Ariana Harwicz mostra la simbiosi femminile. La porta allo stremo, quasi da rendere indistinguibile chi partorisce da chi viene partorito. Tra le pagine, il racconto dell'"anticrescere" e della figura del "parental child" 

Una figura centrale della psicoanalisi è quella del “parental child”, il figlio genitore del proprio genitore (o di entrambi), e senza dubbio “parental child” è la giovane protagonista e voce narrante di Baci all’inferno della scrittrice argentina Ariana Harwicz (edizioni Ponte alle Grazie), romanzo di un’intensità a tratti poco respirabile per come si dispiega feroce nella narrazione, nei suoi intenti, nelle conseguenze sia di trama che di architettura psicologica. 

 

Una vicenda feroce come feroce è la relazione tra una madre e una figlia che si dimenano per vivere, assetate di sensazioni volente nel sesso (fanno l’amore con uomini diversi, guardandosi a vicenda) in spazi che sono non luoghi, desolati ma anche densi di rimandi, per entrambe loro evocativi e poetici.

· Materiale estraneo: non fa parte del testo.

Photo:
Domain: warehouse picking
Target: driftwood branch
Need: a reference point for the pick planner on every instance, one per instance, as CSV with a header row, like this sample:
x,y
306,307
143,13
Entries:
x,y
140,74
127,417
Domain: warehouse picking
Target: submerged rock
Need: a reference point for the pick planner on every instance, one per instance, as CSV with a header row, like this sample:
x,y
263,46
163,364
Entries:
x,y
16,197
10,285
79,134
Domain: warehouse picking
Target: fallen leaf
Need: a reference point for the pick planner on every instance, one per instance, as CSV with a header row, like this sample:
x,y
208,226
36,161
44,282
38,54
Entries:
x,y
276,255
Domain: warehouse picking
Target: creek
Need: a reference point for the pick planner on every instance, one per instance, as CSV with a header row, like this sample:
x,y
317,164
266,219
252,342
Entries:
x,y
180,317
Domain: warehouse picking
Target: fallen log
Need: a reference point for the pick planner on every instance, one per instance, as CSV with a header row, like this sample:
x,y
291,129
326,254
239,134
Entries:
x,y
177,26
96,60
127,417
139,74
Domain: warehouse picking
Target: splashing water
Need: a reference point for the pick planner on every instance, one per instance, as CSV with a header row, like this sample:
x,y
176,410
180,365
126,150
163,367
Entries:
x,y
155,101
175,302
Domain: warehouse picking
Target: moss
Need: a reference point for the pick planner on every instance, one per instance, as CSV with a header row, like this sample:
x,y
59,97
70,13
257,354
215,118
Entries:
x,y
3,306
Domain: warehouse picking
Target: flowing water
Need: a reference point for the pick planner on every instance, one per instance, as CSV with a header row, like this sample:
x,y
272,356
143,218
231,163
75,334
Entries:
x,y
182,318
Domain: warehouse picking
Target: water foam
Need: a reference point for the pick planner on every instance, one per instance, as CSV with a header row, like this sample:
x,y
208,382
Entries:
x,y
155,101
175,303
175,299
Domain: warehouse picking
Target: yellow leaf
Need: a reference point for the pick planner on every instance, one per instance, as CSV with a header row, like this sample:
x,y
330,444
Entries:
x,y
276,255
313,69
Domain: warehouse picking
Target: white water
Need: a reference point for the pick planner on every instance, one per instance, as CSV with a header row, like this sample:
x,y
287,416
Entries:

Psicoanaliticamente densissima la prospettiva del tentativo letterario riuscito di affrontare una sfida complessa, raccontare la simbiosi: una simbiosi femminile portata allo stremo e all’estremo, un legame tale da rendere indistinte, quasi, madre e figlia, confonderle l’un l’altra in un essere bifronte eppure unico, una natura brutalmente indivisa. 
“Ti ho malcresciuta, ti ho anticresciuta” dichiara spossata la madre alla figlia, e in quel “anti” sta tutto il viluppo di una maternità fatta di sole viscere, di sola collera e colpa, ma una colpa redenta dall’intensità con cui si vive e nonostante tutto, selvaggiamente, ci si ama. Che cos’è “anticrescere”, se non partorire “parental children”; se non ripetere, da genitori, gli stessi errori che sono stati da figli, se non riverberare come possono i cerchi sull’acqua di un sasso lanciato con troppa forza, dinamiche, incastri, acerbe tensioni capaci di invertire nell’immaginazione l’anagrafe, di sovvertire gli schemi di relazione (“io ti ho partorita, ma allo stesso modo potresti avermi partorita tu” arriva a dire la madre alla figlia). 

 

Un libro che vibra eccesso a ogni pagina, a raccontare tuttavia nell’abnormità dei suoi frangenti inventati e scabrosi, il nucleo profondo delle simbiosi connaturate a ogni maternità, così come il destino di ogni fame d’amore. Donne che solamente amando potranno mordere la vita (“se non soffriamo non c’è passione: soffrendo rendiamo possibile l’impossibile, la passione stessa”). Madri che sono madri per fame e per necessità, conoscendo il viluppo profondo dell’ambivalente sacrificio materno. 

 

Non fosse per una temperie infuocata che a tratti lascia poco respiro, un romanzo “infernale” che dell’inferno racconta anche le pause, certe amare dolcezze, la fiamma del volere e cercare, nonostante tutto, spiragli di gioia. Natura e paesaggi che negli interstizi di una storia tutta fatta di rabbia, ferocia, soprusi e malintesi, occhieggiano agli umani infoiati con soavità buona. Forza di un legame che nel voyeurismo di condivisioni impensabili, forsennate, resiste nella consapevolezza di come nella simbiosi ogni età si azzeri. Perché i figli “anticresciuti” si ripartoriscono, le madri distrutte e tenaci restano aggrappate al loro amare – dissennato, feroce amare. Su tutto, la poesia di una prosa enigmatica, rapinosa come rapinosa è la fame del corpo, ma anche quieta ed estatica dopo, nel riposo, nel giacere, nel tornare a guardarsi, sapendo che i legami feroci sono quelli che non muoiono mai, e che nella violenza di ogni scambio si annida, riparata da coltri di invisibile luce, la possibilità di sentire l’amore, in silenzio, tra le schegge e i frammenti di tutto quanto è spezzato, ascoltare la vita che pulsa, nell’indistinzione di ogni simbiosi. 

Una storia senza tempo e che dicendo l’indicibile costella di doni quel che è infernale se pensato con la testa, meno, molto meno se attraversato con le viscere.